Speaking to Andrea Mitchell on MSNBC, David Axelrod said Booker was wrong to criticize the Obama camp's campaign against Romney.


"I love Cory Booker. He's a great mayor," Axelrod said. "If my house was on fire, I'd hope he was my next door neighbor." (Booker famously rescued a neighbor from a house fire.) But, he said, "There were specific instances here that speak to an economic theory that isn't the right theory for the country."


In Salon, political analyst Steve Kornacki speculates that Booker, a Democrat with national ambitions, wants to play nice with Wall Street so he can get their financial support when he runs for a U.S. Senate seat in New Jersey in 2014.


Booker?s actions on Sunday are best understood in that context. In sticking up for private equity, he was tending to a financial base that?s been there for him before and that he?ll need in the future. Running ads in the New York and Philadelphia markets is an expensive proposition, so Booker will need a ton of cash for a statewide run. And in rushing to clarify (but not exactly retract) what he said, Booker was trying to contain the damage with a Democratic Party base that likes Obama and has no problem with his attacks on Bain.

Right before the Florida Republican primary in late January, Florida Democrats trotted out a couple of people personally hurt when Bain Capital took over the companies where they were working.

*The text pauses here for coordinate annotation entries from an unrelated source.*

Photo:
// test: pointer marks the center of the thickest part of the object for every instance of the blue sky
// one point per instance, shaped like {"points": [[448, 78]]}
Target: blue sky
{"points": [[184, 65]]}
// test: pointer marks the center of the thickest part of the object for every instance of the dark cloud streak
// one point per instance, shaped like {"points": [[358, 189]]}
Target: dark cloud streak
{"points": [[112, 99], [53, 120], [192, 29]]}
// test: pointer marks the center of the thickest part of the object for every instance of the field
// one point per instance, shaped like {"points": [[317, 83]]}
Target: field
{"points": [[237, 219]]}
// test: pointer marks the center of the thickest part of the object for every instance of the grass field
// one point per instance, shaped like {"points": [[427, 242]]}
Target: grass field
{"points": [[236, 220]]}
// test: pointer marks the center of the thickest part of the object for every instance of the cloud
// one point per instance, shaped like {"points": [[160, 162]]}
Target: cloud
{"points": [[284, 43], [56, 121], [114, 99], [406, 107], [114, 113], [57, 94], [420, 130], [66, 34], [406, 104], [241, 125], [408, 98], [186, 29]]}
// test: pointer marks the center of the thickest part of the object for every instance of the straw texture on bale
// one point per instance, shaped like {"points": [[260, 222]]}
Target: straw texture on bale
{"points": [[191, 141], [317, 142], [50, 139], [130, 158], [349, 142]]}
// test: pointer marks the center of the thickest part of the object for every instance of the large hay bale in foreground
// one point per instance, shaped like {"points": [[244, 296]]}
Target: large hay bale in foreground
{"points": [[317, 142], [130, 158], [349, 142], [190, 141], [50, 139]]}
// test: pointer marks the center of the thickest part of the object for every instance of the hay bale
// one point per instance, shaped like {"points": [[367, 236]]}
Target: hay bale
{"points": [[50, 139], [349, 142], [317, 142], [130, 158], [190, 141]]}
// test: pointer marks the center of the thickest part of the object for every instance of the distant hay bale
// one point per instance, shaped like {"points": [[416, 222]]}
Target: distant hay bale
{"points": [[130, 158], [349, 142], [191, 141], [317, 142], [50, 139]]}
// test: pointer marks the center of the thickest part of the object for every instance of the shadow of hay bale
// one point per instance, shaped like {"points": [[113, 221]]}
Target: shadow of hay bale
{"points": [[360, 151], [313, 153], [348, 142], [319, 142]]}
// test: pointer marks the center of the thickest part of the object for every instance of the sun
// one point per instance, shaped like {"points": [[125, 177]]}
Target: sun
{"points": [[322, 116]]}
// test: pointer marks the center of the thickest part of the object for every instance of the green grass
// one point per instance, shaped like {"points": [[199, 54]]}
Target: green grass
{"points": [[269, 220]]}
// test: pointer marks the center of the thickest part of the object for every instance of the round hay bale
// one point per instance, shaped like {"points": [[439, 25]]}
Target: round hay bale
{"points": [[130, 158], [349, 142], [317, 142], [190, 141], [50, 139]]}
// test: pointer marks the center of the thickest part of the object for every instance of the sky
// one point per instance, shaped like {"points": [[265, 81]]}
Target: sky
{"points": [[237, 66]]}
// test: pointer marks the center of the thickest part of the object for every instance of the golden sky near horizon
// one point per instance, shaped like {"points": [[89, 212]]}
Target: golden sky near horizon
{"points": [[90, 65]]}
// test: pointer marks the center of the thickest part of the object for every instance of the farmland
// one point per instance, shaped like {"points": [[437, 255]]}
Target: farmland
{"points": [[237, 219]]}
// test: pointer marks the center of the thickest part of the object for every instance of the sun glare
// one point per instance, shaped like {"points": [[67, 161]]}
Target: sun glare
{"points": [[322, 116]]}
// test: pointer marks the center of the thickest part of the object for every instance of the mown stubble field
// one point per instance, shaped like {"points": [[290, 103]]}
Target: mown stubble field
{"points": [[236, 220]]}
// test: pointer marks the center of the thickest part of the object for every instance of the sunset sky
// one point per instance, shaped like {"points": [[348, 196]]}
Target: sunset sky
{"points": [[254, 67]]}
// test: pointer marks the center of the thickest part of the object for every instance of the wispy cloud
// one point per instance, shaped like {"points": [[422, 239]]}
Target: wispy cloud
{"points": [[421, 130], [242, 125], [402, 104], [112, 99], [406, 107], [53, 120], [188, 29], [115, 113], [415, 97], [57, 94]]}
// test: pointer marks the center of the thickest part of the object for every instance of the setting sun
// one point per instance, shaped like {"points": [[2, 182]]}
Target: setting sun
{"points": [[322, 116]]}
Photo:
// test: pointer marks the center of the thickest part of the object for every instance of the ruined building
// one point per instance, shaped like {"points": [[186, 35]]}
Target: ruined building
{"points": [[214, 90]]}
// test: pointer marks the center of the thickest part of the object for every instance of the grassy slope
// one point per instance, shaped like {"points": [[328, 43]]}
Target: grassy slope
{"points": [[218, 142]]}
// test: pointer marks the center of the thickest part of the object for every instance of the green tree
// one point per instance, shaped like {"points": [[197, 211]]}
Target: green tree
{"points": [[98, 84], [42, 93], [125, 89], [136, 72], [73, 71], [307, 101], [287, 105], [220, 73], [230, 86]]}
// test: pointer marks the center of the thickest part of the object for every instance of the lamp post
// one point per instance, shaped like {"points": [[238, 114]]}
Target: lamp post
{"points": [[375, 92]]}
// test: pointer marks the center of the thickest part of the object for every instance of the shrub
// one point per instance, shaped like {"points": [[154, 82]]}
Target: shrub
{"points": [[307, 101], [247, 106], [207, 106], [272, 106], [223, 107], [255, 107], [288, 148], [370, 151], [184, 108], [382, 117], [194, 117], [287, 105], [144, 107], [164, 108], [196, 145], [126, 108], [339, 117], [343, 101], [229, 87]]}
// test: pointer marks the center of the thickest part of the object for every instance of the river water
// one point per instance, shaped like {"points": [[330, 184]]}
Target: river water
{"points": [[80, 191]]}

Bain, of course, is the private equity firm that Mitt Romney ran from 1984-1999, and where he earned his reputation, for better or worse, as being a skilled businessman.

It wasn't the first time the issue had been used by Democrats against Romney. In fact, one of the people CL interviewed in late January, Randy Johnson, has been quoted as a critic of Bain as far back as 1994, the first time Romney ran for public office (losing a Massachusetts Senate battle against Ted Kennedy).

Johnson worked at American Pad and Paper. But after Bain took over, the company laid off workers, cut wages, slashed health care benefits and eliminated the retirement plan. After workers went on strike, Bain closed the factory and laid off 250 workers.

It's always been used as a talking point to bash Romney. In fact, Republicans Rick Perry and Newt Gingrich took up the same argument against Romney during the campaign season.

And as Bloomberg Businessweek reported on Monday with the release of a video on Monday, Johnson makes a compelling case, because of Romney's boasts that he's a proven job creator.